In 1960 he moved to London to work for Charles Hobson, a London advertising agency and formed Fletcher / Forbes / Gill (a forerunner of Pentagram). The trio’s Graphic design: Visual Comparisons, (1963), sold more than 100,000 copies. Gill resigned from the partnership in 1967 and resumed freelance life, which included teaching, writing children’s books and film-making.
“The 1960s were a time when there was a lot of hunger for names and so forth and so everybody seemed to get their share of publicity. You really had to hide not to become known. And of course Britain was recovering from the Festival of Britain, which was an awful period – just about the dopiest, most provincial stuff. And suddenly the 1960s hit – somewhat due to an American invasion. There was Brownjohn, and I came over and Bob Brookes, an art director who became a photographer. There were lots of American photographers – maybe half a dozen. Also because of the McCarthy era in America, a lot of film directors and producers were driven out of America following the blacklist. It was an amazing period for film. Look Back in Anger opened the 1960s – Saturday Night and Sunday Morning, The Loneliness of the Long Distance Runner – all these working-class films which were unheard of before.

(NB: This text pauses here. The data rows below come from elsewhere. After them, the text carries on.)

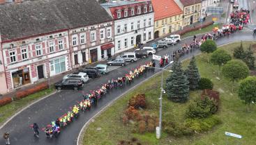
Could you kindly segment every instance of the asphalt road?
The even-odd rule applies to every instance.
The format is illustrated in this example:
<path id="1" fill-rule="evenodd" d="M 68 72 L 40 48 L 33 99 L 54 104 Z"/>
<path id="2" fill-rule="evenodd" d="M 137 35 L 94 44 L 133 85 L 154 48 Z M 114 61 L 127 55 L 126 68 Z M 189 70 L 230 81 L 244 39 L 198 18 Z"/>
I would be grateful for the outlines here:
<path id="1" fill-rule="evenodd" d="M 235 41 L 253 40 L 253 39 L 252 32 L 240 32 L 232 34 L 229 37 L 219 39 L 216 42 L 218 45 L 221 45 Z M 191 37 L 183 40 L 174 47 L 171 46 L 168 49 L 158 51 L 156 55 L 164 56 L 166 53 L 170 54 L 172 53 L 174 49 L 179 48 L 182 44 L 188 44 L 191 40 Z M 189 58 L 198 53 L 199 53 L 199 50 L 195 51 L 191 53 L 183 56 L 181 58 L 181 60 Z M 103 76 L 99 78 L 91 80 L 84 87 L 83 93 L 89 93 L 89 90 L 96 89 L 101 86 L 102 83 L 107 82 L 109 79 L 121 76 L 132 68 L 150 60 L 151 58 L 140 59 L 137 62 L 130 63 L 126 67 L 119 67 L 111 71 L 109 74 Z M 62 129 L 61 133 L 58 138 L 47 139 L 43 131 L 40 132 L 39 139 L 35 138 L 33 135 L 33 130 L 29 128 L 29 126 L 36 122 L 40 128 L 45 127 L 52 121 L 55 120 L 57 117 L 67 112 L 71 106 L 77 103 L 77 101 L 82 99 L 81 92 L 62 90 L 32 105 L 6 123 L 1 129 L 0 135 L 3 135 L 6 131 L 9 132 L 10 135 L 10 140 L 12 145 L 75 145 L 76 144 L 78 134 L 86 122 L 98 112 L 106 104 L 113 101 L 115 98 L 119 97 L 131 87 L 146 79 L 152 74 L 152 73 L 148 73 L 144 76 L 136 79 L 134 83 L 129 87 L 126 86 L 121 89 L 113 89 L 106 96 L 98 101 L 96 107 L 93 107 L 89 112 L 85 112 L 84 114 L 80 113 L 80 116 L 77 119 L 75 119 L 71 124 Z M 0 144 L 4 144 L 4 140 L 2 137 L 0 138 Z"/>

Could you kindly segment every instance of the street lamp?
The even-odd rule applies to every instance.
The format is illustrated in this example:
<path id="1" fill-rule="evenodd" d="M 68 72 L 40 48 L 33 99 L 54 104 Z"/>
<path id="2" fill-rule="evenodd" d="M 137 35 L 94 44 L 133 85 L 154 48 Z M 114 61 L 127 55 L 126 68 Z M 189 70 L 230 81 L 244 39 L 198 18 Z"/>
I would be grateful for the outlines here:
<path id="1" fill-rule="evenodd" d="M 160 94 L 160 99 L 159 99 L 159 136 L 158 136 L 158 129 L 156 129 L 156 137 L 158 139 L 160 139 L 160 137 L 161 137 L 161 130 L 162 130 L 162 101 L 163 101 L 163 93 L 165 93 L 165 91 L 163 89 L 163 71 L 168 71 L 170 72 L 172 72 L 172 70 L 168 70 L 166 68 L 171 65 L 172 63 L 173 63 L 174 61 L 171 61 L 168 65 L 167 65 L 165 67 L 164 67 L 163 68 L 159 68 L 159 67 L 150 67 L 150 68 L 154 68 L 154 69 L 158 69 L 162 70 L 162 74 L 161 74 L 161 92 Z"/>

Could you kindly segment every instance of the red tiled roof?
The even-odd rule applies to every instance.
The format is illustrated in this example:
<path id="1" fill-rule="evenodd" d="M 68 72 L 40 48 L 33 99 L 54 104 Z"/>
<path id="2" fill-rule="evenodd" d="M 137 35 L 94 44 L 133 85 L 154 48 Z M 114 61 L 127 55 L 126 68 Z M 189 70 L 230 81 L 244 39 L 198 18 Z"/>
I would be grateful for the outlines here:
<path id="1" fill-rule="evenodd" d="M 151 2 L 155 12 L 155 21 L 183 13 L 174 0 L 151 0 Z"/>
<path id="2" fill-rule="evenodd" d="M 188 6 L 197 3 L 201 3 L 201 0 L 179 0 L 184 6 Z"/>

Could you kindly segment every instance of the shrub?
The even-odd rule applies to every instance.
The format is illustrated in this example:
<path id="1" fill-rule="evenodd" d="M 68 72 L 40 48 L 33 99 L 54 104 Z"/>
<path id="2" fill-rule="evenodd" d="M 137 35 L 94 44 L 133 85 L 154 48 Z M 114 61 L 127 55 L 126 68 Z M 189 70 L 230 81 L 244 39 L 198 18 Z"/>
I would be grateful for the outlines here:
<path id="1" fill-rule="evenodd" d="M 186 116 L 188 118 L 206 118 L 217 112 L 218 106 L 213 100 L 204 97 L 202 100 L 194 100 L 188 105 Z"/>
<path id="2" fill-rule="evenodd" d="M 201 78 L 198 83 L 198 88 L 199 89 L 210 89 L 213 88 L 213 83 L 211 80 L 206 78 Z"/>
<path id="3" fill-rule="evenodd" d="M 128 106 L 133 106 L 136 109 L 139 108 L 146 108 L 146 96 L 144 94 L 137 94 L 129 100 Z"/>
<path id="4" fill-rule="evenodd" d="M 139 121 L 139 133 L 144 133 L 146 131 L 146 122 L 145 121 L 141 120 Z"/>
<path id="5" fill-rule="evenodd" d="M 6 96 L 0 99 L 0 106 L 5 105 L 12 102 L 12 99 L 10 97 Z"/>

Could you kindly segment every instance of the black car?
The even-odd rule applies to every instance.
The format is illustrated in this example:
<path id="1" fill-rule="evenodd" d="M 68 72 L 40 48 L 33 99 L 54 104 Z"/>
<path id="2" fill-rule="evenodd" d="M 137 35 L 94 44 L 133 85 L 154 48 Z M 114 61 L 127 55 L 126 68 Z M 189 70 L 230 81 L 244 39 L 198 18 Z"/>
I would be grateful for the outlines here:
<path id="1" fill-rule="evenodd" d="M 147 58 L 149 56 L 146 50 L 135 50 L 134 52 L 135 53 L 136 58 Z"/>
<path id="2" fill-rule="evenodd" d="M 96 78 L 100 76 L 100 73 L 97 68 L 95 67 L 85 67 L 80 69 L 79 71 L 86 73 L 89 78 Z"/>
<path id="3" fill-rule="evenodd" d="M 58 90 L 61 90 L 62 89 L 73 89 L 77 91 L 82 89 L 83 83 L 80 79 L 67 78 L 55 83 L 54 86 Z"/>

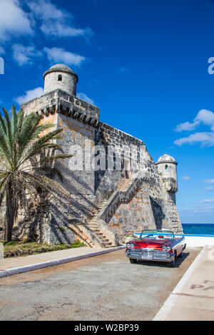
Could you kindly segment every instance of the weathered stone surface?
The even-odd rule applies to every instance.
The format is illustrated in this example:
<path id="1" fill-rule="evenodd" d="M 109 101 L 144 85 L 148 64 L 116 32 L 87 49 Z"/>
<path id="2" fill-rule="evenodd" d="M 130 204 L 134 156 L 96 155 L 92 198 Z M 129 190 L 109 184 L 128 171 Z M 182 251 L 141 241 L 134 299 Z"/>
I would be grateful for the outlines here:
<path id="1" fill-rule="evenodd" d="M 143 228 L 169 228 L 182 232 L 175 206 L 178 182 L 174 158 L 165 155 L 156 164 L 142 140 L 100 122 L 99 108 L 71 94 L 66 88 L 55 89 L 54 81 L 55 78 L 54 91 L 22 105 L 25 113 L 40 113 L 43 123 L 51 122 L 61 128 L 62 139 L 56 142 L 64 153 L 75 156 L 56 166 L 63 177 L 61 185 L 71 198 L 51 197 L 40 205 L 31 225 L 37 239 L 54 244 L 72 243 L 78 238 L 93 246 L 102 244 L 103 235 L 105 243 L 117 245 L 126 235 Z M 95 145 L 104 147 L 100 155 L 106 158 L 105 168 L 96 171 L 87 156 Z M 122 158 L 120 168 L 116 168 L 117 157 Z M 108 169 L 111 160 L 113 170 Z M 79 166 L 81 161 L 83 166 Z M 141 177 L 139 172 L 143 170 L 147 174 Z M 123 188 L 126 180 L 127 187 Z M 24 222 L 28 221 L 22 217 L 22 227 Z M 25 232 L 29 229 L 26 224 Z"/>
<path id="2" fill-rule="evenodd" d="M 0 259 L 4 258 L 4 244 L 0 242 Z"/>

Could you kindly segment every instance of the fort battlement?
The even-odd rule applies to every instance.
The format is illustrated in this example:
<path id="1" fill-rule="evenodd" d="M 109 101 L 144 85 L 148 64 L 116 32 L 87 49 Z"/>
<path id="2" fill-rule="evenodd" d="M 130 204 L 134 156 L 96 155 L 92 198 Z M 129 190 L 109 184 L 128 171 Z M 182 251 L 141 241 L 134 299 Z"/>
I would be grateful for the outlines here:
<path id="1" fill-rule="evenodd" d="M 71 200 L 44 200 L 34 221 L 39 240 L 72 243 L 78 238 L 91 247 L 108 247 L 143 228 L 181 233 L 175 159 L 163 155 L 156 163 L 143 140 L 101 122 L 99 108 L 76 97 L 78 76 L 68 66 L 56 64 L 44 78 L 44 94 L 21 108 L 41 115 L 41 123 L 62 128 L 56 141 L 73 157 L 56 166 Z M 94 160 L 104 164 L 93 169 L 87 153 L 96 148 Z M 121 168 L 115 168 L 118 158 Z M 80 161 L 83 168 L 73 168 Z"/>

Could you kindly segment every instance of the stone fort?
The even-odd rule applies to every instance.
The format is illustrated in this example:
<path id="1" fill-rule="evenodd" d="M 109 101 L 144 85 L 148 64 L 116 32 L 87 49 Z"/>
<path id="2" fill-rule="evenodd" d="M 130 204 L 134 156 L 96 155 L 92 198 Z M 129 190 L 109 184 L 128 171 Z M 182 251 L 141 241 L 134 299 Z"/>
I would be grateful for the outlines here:
<path id="1" fill-rule="evenodd" d="M 165 154 L 155 163 L 143 141 L 103 123 L 99 108 L 76 96 L 78 76 L 68 66 L 54 65 L 44 79 L 44 94 L 21 108 L 63 129 L 56 140 L 73 157 L 58 162 L 56 168 L 70 197 L 42 198 L 26 228 L 34 227 L 41 242 L 70 244 L 78 239 L 101 247 L 119 245 L 126 236 L 146 228 L 182 233 L 175 159 Z M 95 160 L 104 159 L 104 167 L 91 168 L 87 153 L 93 148 Z"/>

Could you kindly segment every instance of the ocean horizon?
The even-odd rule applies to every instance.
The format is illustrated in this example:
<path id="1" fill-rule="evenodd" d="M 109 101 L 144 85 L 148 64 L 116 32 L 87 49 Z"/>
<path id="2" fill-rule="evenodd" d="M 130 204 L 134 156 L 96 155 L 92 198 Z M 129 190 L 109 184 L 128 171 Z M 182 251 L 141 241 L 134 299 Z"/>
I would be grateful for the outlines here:
<path id="1" fill-rule="evenodd" d="M 214 235 L 214 223 L 182 223 L 184 234 Z"/>

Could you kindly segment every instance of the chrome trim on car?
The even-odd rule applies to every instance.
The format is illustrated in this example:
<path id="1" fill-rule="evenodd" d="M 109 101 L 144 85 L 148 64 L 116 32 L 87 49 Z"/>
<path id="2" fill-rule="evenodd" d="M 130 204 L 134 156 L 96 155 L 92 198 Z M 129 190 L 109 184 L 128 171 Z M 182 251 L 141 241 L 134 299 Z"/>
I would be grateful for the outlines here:
<path id="1" fill-rule="evenodd" d="M 175 254 L 171 254 L 169 252 L 143 248 L 132 250 L 126 249 L 125 253 L 128 258 L 141 259 L 143 261 L 172 262 L 175 258 Z M 143 257 L 143 254 L 145 258 Z"/>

“It was like shooting fish in a barrel. We had a great combination of the American interest in an idea with impeccable Swiss layout and typography. Not that I was helpless in that area or that they [Fletcher and Forbes] didn’t have great ideas, but there was no one in London who had these two strengths in combination. It was all over in about five minutes.” — Bob Gill, Eye Magazine interview by Patrick Baglee, Autumn 1999
England was ablaze with creative activity in the early Sixties. Before our very eyes and ears The Beatles were transmogrified from a funky Liverpool group into an international musical life force. The satiric revue "Beyond the Fringe" launched Jonathan Miller, Alan Bennett, Dudley Moore and Peter Cook as comics and social critics. Mary Quant was influencing the way women designed themselves. And you’d better believe that Graphic design was part of the cultural explosion, and Fletcher, Forbes and Gill were at the forefront.
In the early Sixties, Alan Fletcher and Colin Forbes formalized their working relationship with American graphic designer Bob Gill, and Fletcher/Forbes/Gill was born. They pooled their clients, rented a studio in a mews house off Baker Street and became the most fashionable designers in town -- their avant-garde fusion of type and image was unprecedented in the rather stuffy confines of British graphic design. Praised within London’s fledgling design community, Fletcher, Forbes and Gill were among the first graphic designers to make their mark outside it – notably being featured in Vogue magazine – and admiring clients clamoured for their services.
In 1965 Fletcher/Forbes/Gill became Crosby/Fletcher/Forbes, when Bob Gill left and the architect Theo Crosby arrived. The impetus for Crosby’s arrival was a design project for Shell, which Fletcher and Forbes hoped to extend from corporate identity into the structure of garage forecourt. The Shell project, as well as the 1965 Triennale in Milan led the architect and the three graphic designers to join forces. "Whoever needed a letterhead or a brochure," Forbes said, "probably had an office, shop or showroom. Whoever wanted new offices probably needed mailing pieces."
Like an ever-expanding amoeba Crosby/Fletcher/Forbes added Mervyn Kurlansky and Kenneth Grange to the masthead and eventually rechristened themselves 'Pentagram.' You might have heard of them.